That would be sufficient to offset the expected underperformance of the U.S. — the number two contributor to world carbon emissions, behind China and ahead of India.
American President Donald Trump rolled back the country's emission controls, putting U.S. on track to miss its Paris Pledge mark. The U.S. is now on track to emit 400 million metric tons more than previously projected by 2030, the analysts said.

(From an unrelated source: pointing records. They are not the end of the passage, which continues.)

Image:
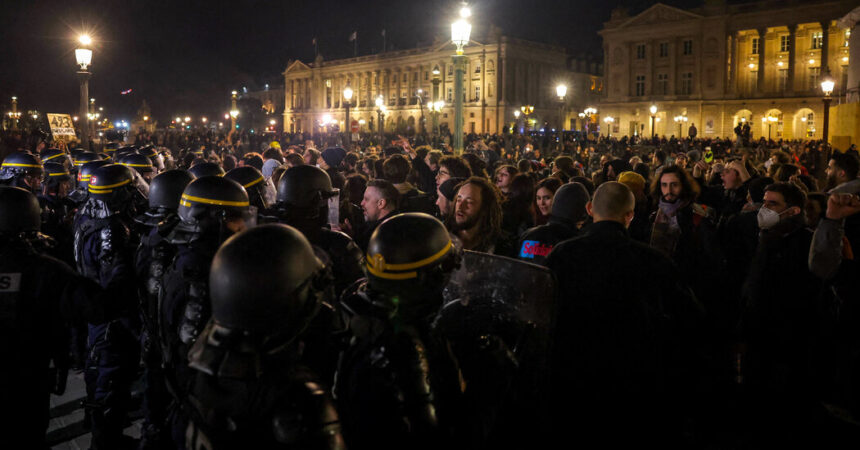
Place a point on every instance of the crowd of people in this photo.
(295, 290)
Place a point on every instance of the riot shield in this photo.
(497, 315)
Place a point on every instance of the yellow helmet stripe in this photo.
(253, 182)
(110, 186)
(21, 165)
(416, 264)
(391, 276)
(187, 199)
(53, 156)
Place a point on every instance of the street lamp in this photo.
(680, 121)
(770, 121)
(234, 110)
(380, 111)
(460, 31)
(827, 85)
(561, 93)
(609, 120)
(347, 98)
(526, 110)
(653, 110)
(84, 57)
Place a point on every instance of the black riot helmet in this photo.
(206, 169)
(205, 206)
(114, 185)
(85, 157)
(55, 155)
(411, 256)
(86, 171)
(302, 198)
(304, 187)
(19, 211)
(254, 183)
(266, 286)
(164, 193)
(138, 162)
(55, 175)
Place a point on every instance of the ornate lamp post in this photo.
(561, 93)
(653, 110)
(84, 57)
(234, 110)
(347, 98)
(526, 110)
(380, 112)
(827, 85)
(460, 31)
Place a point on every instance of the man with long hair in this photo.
(477, 215)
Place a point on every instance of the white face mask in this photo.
(767, 218)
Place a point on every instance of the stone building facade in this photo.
(722, 64)
(502, 75)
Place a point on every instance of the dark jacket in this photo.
(625, 340)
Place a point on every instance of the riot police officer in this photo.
(261, 192)
(154, 255)
(39, 296)
(22, 170)
(397, 383)
(85, 170)
(58, 210)
(103, 251)
(267, 286)
(211, 209)
(303, 202)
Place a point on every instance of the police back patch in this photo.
(10, 282)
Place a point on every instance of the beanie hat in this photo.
(633, 180)
(447, 188)
(333, 156)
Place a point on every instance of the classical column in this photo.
(760, 87)
(792, 57)
(825, 43)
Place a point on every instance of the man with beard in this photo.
(684, 231)
(379, 203)
(477, 218)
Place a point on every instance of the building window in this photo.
(814, 73)
(783, 43)
(663, 83)
(817, 39)
(687, 83)
(688, 47)
(782, 80)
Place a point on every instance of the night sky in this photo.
(184, 57)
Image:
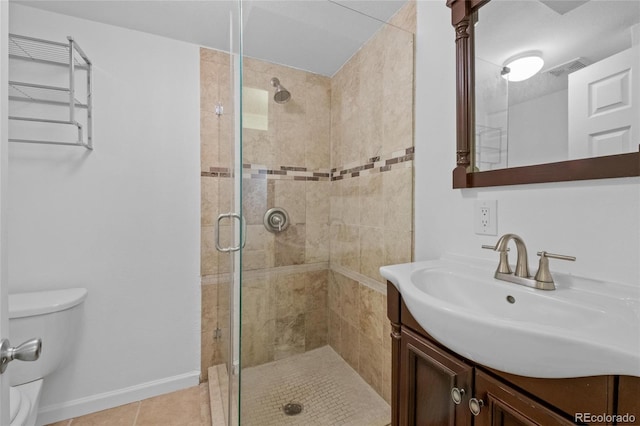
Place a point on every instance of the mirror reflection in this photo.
(581, 101)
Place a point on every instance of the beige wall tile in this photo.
(334, 298)
(350, 295)
(290, 294)
(398, 196)
(257, 300)
(208, 200)
(372, 200)
(289, 246)
(208, 253)
(372, 314)
(317, 243)
(335, 331)
(316, 284)
(370, 362)
(257, 342)
(317, 202)
(209, 297)
(350, 344)
(254, 200)
(290, 335)
(371, 252)
(316, 328)
(290, 195)
(216, 56)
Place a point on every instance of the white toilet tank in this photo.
(54, 316)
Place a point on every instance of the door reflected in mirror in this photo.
(583, 102)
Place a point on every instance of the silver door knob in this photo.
(456, 395)
(27, 351)
(475, 405)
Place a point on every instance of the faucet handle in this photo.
(488, 247)
(544, 275)
(503, 266)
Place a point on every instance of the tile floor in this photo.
(330, 391)
(188, 407)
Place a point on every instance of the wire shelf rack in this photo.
(46, 52)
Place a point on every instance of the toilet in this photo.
(53, 316)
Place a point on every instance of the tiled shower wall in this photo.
(371, 215)
(338, 157)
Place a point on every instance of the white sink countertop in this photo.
(583, 328)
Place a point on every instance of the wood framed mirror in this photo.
(464, 15)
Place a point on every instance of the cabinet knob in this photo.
(475, 405)
(456, 395)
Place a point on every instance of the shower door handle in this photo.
(243, 223)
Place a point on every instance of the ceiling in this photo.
(313, 35)
(560, 30)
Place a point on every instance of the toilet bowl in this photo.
(53, 316)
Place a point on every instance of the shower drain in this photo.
(292, 408)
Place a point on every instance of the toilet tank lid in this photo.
(44, 302)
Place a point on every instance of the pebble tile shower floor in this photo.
(330, 391)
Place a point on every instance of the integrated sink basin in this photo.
(583, 328)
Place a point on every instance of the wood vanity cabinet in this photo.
(427, 377)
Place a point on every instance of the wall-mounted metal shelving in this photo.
(50, 53)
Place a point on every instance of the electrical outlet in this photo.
(485, 217)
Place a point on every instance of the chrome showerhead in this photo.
(282, 95)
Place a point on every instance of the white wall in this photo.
(539, 130)
(596, 221)
(122, 221)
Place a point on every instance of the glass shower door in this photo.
(327, 150)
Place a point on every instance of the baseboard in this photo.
(103, 401)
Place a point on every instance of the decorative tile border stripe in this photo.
(259, 171)
(378, 164)
(265, 272)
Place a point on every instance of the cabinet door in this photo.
(428, 375)
(501, 405)
(629, 398)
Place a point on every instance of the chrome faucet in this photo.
(542, 280)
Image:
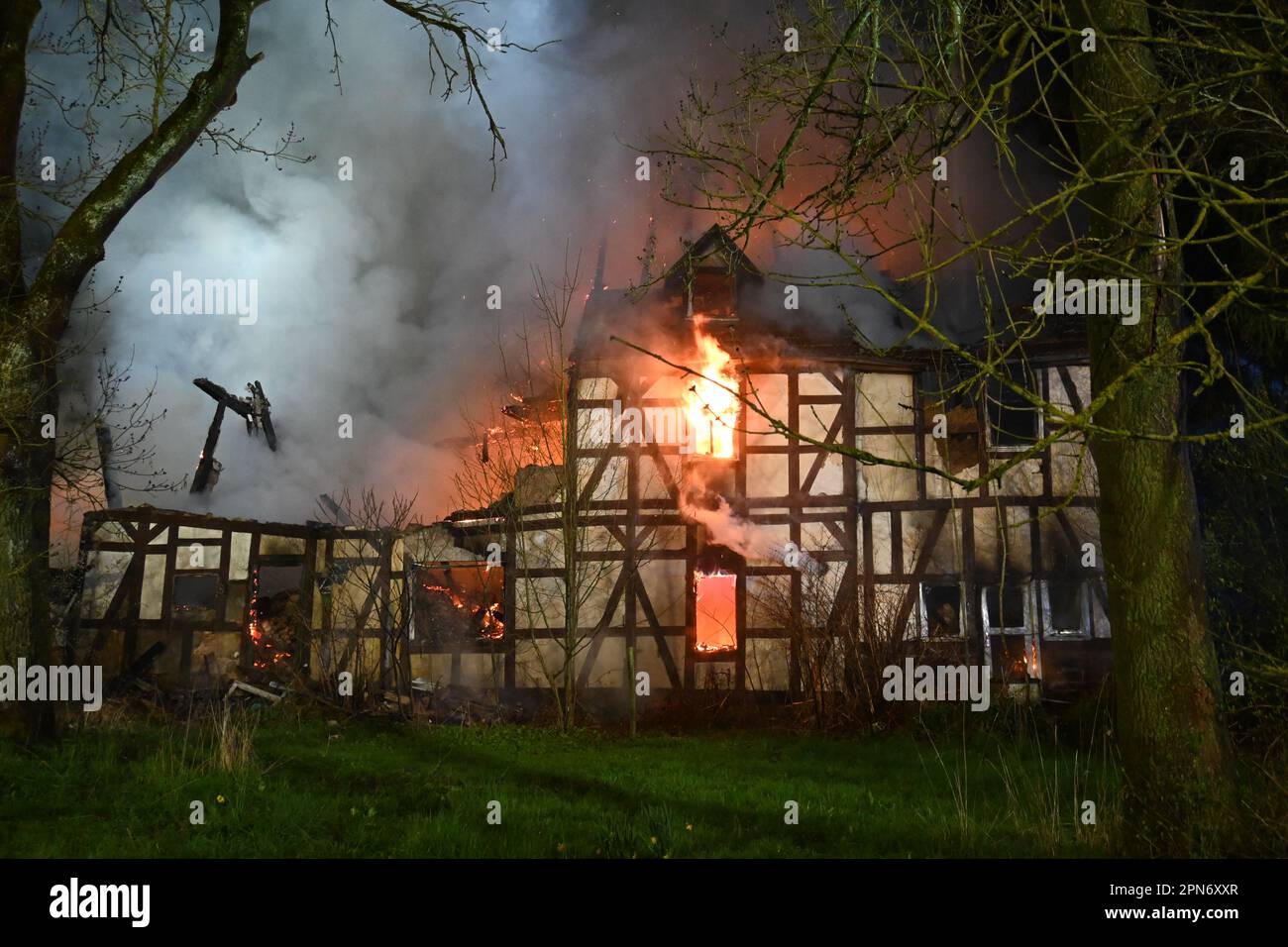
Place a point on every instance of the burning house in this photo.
(703, 545)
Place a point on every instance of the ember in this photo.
(262, 631)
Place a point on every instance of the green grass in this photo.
(423, 791)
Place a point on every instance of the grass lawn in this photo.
(312, 789)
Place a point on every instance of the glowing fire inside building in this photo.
(711, 402)
(717, 621)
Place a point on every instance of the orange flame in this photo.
(717, 611)
(488, 616)
(711, 407)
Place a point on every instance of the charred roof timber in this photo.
(256, 411)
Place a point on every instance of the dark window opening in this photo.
(1004, 607)
(943, 605)
(196, 595)
(278, 579)
(1067, 607)
(711, 294)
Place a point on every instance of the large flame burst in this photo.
(711, 407)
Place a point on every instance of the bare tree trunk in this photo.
(1164, 665)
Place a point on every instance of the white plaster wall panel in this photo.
(887, 483)
(344, 549)
(595, 587)
(664, 538)
(196, 556)
(102, 579)
(111, 531)
(198, 532)
(818, 538)
(608, 669)
(648, 659)
(539, 663)
(612, 482)
(281, 545)
(715, 676)
(595, 428)
(666, 388)
(987, 540)
(772, 392)
(593, 388)
(768, 661)
(829, 480)
(1022, 479)
(539, 549)
(768, 600)
(811, 382)
(767, 475)
(881, 552)
(482, 672)
(666, 583)
(774, 538)
(816, 420)
(239, 556)
(653, 479)
(884, 399)
(945, 557)
(539, 603)
(889, 600)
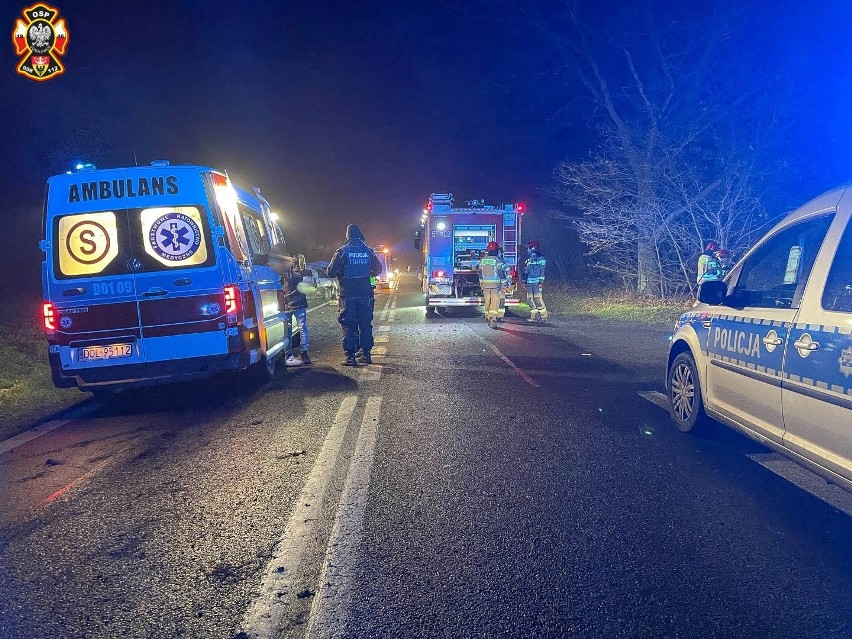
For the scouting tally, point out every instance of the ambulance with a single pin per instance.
(159, 273)
(768, 351)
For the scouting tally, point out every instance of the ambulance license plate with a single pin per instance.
(109, 351)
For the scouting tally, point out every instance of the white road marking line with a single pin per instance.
(655, 397)
(46, 427)
(263, 618)
(806, 480)
(529, 380)
(329, 609)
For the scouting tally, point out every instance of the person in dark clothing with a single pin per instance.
(297, 304)
(353, 264)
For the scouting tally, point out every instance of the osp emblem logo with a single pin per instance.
(41, 37)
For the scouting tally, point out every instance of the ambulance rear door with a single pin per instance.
(179, 283)
(88, 274)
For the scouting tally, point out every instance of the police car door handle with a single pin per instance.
(806, 345)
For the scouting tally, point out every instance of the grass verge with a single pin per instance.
(27, 393)
(567, 301)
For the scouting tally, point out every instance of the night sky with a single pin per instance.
(356, 111)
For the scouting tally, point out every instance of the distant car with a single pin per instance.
(769, 350)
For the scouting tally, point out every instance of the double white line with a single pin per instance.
(265, 616)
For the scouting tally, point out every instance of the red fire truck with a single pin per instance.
(454, 239)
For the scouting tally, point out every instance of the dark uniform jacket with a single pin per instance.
(295, 298)
(353, 264)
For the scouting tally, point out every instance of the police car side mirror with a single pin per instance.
(713, 292)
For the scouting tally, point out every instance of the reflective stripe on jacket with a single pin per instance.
(492, 272)
(534, 270)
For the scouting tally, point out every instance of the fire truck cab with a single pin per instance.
(454, 239)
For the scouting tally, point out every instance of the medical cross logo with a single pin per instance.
(175, 236)
(40, 36)
(845, 361)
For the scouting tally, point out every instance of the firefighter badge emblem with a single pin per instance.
(40, 37)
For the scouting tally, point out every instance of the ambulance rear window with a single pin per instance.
(127, 241)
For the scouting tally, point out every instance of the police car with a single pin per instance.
(158, 273)
(769, 350)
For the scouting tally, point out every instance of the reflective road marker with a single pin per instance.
(329, 609)
(263, 618)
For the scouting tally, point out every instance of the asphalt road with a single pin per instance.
(473, 483)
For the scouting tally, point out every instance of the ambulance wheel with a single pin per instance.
(266, 367)
(686, 404)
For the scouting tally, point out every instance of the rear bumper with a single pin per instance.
(466, 301)
(145, 374)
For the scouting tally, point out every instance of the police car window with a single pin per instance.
(774, 275)
(256, 232)
(837, 295)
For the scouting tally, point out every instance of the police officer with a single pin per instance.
(353, 264)
(492, 273)
(708, 263)
(534, 280)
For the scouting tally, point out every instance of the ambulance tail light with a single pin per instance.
(49, 317)
(232, 304)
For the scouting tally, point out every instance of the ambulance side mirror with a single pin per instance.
(712, 293)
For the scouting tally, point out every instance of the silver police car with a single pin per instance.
(769, 350)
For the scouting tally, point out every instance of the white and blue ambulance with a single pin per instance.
(769, 350)
(159, 273)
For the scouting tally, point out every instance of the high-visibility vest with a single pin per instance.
(492, 271)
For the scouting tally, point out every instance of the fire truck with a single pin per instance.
(454, 239)
(387, 278)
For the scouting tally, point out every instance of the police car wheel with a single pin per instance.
(685, 402)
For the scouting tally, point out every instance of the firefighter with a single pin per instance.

But, the other two top emitters are ardently fighting climate change by cutting coal use and boosting renewables. "Five years ago, the idea of either China or India stopping — or even slowing — coal use was considered an insurmountable hurdle, as coal-fired power plants were thought by many to be necessary to satisfy the energy demands of these countries," said Bill Hare, CEO of Climate Analytics, one of the research consortium members. "Recent observations show they are now on the way toward overcoming this challenge."
China and India are systematically implementing measures to curb climate change. Their projected combined reduction would compensate for the U.S.'s rollback of its policy.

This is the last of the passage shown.